A great deal of research demonstrates age restrictions and efforts to increase the cost of e-cigarettes can have the unintended consequence of leading young people back to smoking traditional cigarettes.[7] The outright ban on e-cigarettes you are considering would likely have even worse effects on the health of your population.
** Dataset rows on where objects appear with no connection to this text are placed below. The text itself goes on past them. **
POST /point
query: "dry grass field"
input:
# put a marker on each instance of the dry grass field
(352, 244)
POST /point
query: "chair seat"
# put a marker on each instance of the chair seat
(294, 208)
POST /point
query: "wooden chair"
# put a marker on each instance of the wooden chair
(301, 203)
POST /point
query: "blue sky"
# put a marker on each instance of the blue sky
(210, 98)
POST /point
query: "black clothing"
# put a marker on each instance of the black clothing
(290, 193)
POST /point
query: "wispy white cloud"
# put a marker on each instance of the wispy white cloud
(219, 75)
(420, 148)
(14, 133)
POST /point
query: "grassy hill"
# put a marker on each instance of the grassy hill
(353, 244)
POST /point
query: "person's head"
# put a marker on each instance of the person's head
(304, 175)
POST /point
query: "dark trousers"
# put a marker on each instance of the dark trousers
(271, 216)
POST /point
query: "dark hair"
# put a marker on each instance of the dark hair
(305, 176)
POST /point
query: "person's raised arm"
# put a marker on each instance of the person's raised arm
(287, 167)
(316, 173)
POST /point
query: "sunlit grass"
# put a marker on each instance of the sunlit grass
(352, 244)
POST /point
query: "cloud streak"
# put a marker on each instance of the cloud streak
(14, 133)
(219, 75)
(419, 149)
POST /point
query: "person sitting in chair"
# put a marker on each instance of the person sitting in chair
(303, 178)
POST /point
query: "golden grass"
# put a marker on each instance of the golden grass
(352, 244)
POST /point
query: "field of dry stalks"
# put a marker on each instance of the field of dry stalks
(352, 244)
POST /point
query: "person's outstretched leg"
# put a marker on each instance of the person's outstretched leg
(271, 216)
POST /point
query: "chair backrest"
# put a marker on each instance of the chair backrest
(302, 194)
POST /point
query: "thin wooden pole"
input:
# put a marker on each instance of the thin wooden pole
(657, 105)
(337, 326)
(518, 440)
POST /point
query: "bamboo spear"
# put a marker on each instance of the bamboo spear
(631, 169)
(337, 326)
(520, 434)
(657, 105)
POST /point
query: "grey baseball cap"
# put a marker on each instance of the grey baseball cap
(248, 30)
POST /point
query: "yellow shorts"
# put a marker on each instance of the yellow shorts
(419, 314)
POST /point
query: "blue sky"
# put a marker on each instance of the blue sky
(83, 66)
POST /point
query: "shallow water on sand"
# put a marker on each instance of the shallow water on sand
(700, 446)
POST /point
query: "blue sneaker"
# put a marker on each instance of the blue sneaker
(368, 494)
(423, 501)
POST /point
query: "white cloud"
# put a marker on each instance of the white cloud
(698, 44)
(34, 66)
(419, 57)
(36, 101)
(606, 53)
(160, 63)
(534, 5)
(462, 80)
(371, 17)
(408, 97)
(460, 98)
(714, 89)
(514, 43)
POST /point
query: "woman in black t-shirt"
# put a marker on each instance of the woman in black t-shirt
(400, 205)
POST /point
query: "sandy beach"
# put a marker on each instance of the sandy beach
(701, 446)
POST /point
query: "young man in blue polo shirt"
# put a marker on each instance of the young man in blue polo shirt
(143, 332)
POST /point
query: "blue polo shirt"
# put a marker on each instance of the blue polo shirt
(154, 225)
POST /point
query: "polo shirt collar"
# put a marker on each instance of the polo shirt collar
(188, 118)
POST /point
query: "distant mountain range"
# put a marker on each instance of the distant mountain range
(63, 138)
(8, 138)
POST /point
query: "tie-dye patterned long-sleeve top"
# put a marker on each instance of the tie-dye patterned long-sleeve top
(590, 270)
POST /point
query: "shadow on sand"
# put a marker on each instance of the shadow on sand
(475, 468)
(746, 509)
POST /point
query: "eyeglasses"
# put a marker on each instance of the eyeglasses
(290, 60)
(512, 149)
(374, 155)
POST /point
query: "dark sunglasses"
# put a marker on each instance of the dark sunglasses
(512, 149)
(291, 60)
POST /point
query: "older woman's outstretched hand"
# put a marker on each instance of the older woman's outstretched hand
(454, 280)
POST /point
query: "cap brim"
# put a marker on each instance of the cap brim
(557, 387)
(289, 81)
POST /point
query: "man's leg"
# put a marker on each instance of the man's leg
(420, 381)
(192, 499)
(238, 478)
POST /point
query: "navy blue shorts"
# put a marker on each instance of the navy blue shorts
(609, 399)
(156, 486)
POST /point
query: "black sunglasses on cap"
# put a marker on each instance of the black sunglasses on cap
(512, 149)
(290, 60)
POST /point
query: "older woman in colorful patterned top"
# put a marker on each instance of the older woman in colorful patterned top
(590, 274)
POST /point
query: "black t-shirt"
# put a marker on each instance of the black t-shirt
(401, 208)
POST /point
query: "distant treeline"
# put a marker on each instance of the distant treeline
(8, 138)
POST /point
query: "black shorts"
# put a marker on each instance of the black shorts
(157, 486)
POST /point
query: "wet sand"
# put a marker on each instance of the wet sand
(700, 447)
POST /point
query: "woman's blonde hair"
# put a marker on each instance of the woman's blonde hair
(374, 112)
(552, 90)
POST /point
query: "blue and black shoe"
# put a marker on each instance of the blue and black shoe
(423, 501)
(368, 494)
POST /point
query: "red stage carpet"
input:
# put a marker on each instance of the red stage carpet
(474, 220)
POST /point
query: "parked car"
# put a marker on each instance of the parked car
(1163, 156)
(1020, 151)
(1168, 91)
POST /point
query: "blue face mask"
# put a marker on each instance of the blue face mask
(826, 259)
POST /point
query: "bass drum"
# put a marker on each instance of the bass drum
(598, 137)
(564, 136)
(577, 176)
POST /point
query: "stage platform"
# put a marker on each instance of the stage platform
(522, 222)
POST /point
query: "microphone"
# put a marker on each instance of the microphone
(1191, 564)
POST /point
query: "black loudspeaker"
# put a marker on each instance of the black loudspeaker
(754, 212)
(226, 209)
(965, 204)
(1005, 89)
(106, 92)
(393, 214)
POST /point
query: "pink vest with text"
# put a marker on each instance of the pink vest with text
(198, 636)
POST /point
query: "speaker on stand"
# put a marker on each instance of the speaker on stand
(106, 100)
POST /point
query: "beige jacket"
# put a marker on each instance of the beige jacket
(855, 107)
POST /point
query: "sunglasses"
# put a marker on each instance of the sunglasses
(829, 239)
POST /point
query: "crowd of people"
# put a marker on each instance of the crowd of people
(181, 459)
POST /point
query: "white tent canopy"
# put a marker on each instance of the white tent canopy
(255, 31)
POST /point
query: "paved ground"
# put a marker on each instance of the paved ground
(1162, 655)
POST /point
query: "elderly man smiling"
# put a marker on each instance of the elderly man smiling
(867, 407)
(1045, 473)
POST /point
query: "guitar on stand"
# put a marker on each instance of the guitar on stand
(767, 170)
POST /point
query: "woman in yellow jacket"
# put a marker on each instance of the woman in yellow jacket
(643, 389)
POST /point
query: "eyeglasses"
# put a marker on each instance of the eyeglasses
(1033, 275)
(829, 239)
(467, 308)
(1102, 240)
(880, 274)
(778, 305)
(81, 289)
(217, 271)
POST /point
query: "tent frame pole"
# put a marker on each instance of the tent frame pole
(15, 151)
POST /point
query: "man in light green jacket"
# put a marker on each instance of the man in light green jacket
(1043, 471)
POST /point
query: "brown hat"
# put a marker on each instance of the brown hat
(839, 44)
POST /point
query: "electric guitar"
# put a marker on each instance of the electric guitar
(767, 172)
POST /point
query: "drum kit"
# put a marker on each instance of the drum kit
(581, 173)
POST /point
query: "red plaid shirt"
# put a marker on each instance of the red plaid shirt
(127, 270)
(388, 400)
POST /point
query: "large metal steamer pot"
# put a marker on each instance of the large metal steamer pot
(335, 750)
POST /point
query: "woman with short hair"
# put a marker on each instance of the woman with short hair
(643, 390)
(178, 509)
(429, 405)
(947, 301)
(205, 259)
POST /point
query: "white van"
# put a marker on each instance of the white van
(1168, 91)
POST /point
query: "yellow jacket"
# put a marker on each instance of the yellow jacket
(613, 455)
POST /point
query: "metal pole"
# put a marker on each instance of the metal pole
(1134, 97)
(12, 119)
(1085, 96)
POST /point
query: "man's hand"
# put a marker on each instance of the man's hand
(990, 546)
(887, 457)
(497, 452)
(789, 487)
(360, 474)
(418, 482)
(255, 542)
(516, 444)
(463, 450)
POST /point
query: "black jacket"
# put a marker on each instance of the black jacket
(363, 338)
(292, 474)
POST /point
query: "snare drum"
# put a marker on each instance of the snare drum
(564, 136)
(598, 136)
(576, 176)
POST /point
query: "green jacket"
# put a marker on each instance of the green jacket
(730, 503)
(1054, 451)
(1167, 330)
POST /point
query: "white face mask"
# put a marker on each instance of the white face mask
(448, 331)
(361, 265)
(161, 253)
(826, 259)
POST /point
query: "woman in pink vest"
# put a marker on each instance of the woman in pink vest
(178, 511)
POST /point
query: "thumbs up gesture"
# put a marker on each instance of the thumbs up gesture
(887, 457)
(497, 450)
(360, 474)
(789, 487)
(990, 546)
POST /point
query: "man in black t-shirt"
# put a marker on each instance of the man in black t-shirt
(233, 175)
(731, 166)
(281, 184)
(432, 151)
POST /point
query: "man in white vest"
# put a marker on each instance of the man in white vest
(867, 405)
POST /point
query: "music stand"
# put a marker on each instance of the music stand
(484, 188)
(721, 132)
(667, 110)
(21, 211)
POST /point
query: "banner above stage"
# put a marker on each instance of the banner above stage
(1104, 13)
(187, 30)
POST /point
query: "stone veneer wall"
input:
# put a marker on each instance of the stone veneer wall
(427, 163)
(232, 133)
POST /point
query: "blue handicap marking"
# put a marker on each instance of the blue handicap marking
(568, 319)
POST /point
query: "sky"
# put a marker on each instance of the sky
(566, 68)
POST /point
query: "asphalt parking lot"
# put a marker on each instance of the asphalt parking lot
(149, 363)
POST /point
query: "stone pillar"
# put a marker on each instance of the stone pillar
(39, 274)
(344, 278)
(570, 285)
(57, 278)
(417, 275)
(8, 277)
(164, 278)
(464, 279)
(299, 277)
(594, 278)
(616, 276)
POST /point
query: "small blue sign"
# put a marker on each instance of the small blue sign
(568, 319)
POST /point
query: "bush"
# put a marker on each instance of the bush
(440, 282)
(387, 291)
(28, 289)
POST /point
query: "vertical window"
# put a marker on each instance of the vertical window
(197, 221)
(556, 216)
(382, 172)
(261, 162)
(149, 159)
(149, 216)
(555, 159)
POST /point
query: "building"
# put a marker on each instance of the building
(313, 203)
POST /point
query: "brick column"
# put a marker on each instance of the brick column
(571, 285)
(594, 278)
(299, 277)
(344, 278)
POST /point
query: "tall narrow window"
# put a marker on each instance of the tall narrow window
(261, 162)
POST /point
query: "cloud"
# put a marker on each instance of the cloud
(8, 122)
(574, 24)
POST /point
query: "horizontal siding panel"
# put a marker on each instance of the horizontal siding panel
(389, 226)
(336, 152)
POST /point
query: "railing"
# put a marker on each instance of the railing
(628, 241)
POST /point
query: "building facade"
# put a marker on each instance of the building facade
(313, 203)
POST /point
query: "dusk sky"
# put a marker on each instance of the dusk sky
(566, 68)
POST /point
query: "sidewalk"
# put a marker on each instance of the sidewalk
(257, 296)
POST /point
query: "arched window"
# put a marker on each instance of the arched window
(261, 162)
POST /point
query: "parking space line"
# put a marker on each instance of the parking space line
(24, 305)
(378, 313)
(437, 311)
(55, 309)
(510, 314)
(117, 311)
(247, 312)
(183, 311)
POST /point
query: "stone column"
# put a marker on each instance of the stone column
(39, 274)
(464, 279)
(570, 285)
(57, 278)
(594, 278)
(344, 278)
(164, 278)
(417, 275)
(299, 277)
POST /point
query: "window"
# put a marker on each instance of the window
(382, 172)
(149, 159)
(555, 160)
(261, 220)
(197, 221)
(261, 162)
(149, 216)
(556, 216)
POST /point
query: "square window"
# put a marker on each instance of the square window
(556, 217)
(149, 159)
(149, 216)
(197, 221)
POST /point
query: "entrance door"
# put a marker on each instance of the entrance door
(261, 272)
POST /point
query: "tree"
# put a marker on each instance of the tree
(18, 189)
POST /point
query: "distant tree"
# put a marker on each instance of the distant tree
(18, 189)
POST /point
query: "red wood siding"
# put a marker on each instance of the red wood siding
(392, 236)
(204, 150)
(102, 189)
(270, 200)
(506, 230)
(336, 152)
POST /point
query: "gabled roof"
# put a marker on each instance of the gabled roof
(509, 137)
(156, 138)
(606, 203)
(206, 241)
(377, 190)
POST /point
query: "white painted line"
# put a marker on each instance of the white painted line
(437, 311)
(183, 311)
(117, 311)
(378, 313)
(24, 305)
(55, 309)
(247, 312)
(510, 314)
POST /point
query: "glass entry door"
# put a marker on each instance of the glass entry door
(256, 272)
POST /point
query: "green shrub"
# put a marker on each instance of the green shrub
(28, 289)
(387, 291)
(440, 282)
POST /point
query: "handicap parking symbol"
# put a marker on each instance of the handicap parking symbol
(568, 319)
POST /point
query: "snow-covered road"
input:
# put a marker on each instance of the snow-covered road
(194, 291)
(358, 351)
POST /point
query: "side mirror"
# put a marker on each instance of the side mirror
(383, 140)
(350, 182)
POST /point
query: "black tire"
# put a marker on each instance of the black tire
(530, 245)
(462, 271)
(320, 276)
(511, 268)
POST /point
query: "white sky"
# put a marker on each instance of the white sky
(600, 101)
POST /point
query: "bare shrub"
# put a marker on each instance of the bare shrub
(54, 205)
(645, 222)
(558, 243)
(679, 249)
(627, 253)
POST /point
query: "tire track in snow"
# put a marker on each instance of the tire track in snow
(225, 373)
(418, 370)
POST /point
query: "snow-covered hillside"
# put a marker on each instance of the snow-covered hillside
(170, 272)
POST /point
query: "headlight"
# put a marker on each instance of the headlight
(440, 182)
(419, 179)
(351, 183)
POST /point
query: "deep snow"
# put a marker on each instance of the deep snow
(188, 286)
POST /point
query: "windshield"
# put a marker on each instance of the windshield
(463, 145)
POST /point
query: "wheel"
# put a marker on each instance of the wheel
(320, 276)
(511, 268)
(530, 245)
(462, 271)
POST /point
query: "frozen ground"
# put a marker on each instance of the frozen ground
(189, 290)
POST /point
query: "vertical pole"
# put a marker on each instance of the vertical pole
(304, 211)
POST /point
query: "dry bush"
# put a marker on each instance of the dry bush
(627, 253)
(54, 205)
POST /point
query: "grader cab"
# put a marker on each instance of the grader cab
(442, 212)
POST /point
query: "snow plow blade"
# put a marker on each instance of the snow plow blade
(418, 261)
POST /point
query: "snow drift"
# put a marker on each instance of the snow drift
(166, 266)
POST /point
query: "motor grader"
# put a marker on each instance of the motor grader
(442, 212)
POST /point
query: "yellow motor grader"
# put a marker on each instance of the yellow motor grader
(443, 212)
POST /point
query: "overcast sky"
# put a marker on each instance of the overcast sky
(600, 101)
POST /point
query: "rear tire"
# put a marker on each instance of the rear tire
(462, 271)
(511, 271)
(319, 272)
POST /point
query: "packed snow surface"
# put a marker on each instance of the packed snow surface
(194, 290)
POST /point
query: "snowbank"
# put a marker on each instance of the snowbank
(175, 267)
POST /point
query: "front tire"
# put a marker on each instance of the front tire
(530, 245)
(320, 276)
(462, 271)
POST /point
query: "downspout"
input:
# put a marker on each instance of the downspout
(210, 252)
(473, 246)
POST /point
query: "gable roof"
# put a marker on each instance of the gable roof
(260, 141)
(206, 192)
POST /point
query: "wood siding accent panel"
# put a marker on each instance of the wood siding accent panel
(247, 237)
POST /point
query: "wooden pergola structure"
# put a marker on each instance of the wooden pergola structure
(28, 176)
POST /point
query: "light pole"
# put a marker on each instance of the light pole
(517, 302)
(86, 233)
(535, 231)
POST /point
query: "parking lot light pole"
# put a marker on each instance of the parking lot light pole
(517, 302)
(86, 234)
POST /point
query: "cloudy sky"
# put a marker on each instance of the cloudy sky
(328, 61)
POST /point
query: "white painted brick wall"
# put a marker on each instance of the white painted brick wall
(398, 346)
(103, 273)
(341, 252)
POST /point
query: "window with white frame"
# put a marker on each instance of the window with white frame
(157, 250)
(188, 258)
A majority of smokers want to quit and would do so if it were easy. But it is not easy. ENDS provide a way to get them the nicotine they seek. The main impact of an e-cigarette ban will, paradoxically, lead to an increase in the use of traditional cigarettes. If smokers do not have alternative ways to get nicotine that they find as satisfying or almost as satisfying as cigarettes, they will not switch to safer alternatives. The best way to encourage as many people as possible to quit or switch is to offer the maximum number of choices to them. Different combustible tobacco cigarette brands and styles exist because individuals find different flavors, formulations, brand images and nicotine concentrations pleasing. Cigarette companies have had decades to create, market and segment these specific formulations. Unduly restricting types of products and banning particular product categories (including ones that are still nascent) will have enormous negative consequences for public health.

Conclusions

While the proposals before you contain some sound ideas for reducing the use of smoking, others ideas you are considering are deeply flawed. If implemented as currently conceived, they are likely to increase your country’s smoking, reduce access to safer alternative systems for delivering nicotine and result in an increased burden of death and disease. To advance the cause of public health, you should reject these proposals and other proposals that amount to a ban on ENDS.

Respectfully submitted,

Edward Anselm, M.D., Senior Fellow, The R Street Institute

Eli Lehrer, President, The R Street Institute

[1] The Health Consequences of Smoking—50 Years of Progress. Office of the Surgeon General Public Health Service, Department of Health and Human Services; 2014. https://www.surgeongeneral.gov/library/reports/50-years-of-progress/full-report.pdf

[2]J.L. Nitzkin. “The Case in Favor of E-Cigarettes for Tobacco Harm Reduction,”  Int J Environ Res Public Health. 2014 Jun; 11(6): 6459–6471. https://www.ncbi.nlm.nih.gov/pmc/articles/PMC4078589/

[3] J. Le Houezec. “The Positive Effects of Nicotine,” Nictoinepolicy.net, https://nicotinepolicy.net/all-authors/85-jacques-le-houezec/640-the-positive-effects-of-nicotine

[4] Edward Anselm. “Doctor’s Orders: E-cigarettes in U.S. Clinical Practice,” The R Street Institute, June, 2016. http://www.rstreet.org/policy-study/doctors-orders-e-cigarettes-in-u-s-clinical-practice/

[5]Public Health England. E-cigarettes: a new foundation for evidence-based policy and practice, August, 2015,  https://www.gov.uk/government/uploads/system/uploads/attachment_data/file/454517/Ecigarettes_a_firm_foundation_for_evidence_based_policy_and_practice.pdf

[6] Huang, Yen-Fang, et al. “Changes in HIV Incidence among People Who Inject Drugs in Taiwan following Introduction of a Harm Reduction Program: A Study of Two Cohorts.” PLoS Med 11.4 (2014): e1001625. http://journals.plos.org/plosmedicine/article?id=10.1371/journal.pmed.1001625

Lin, Ting, Chang-Hsun Chen, and Pesus Chou. “Effects of combination approach on harm reduction programs: the Taiwan experience.” Harm Reduction Journal 13.1 (2016): 23, https://harmreductionjournal.biomedcentral.com/articles/10.1186/s12954-016-0112-3

[7] Pesko, Michael F., and Janet M. Currie. The Effect of E-Cigarette Minimum Legal Sale Age Laws on Traditional Cigarette Use and Birth Outcomes among Pregnant Teenagers. No. w22792. National Bureau of Economic Research, 2016

Pesko, Michael F., et al. “The effect of potential electronic nicotine delivery system regulations on nicotine product selection.” Addiction (2016).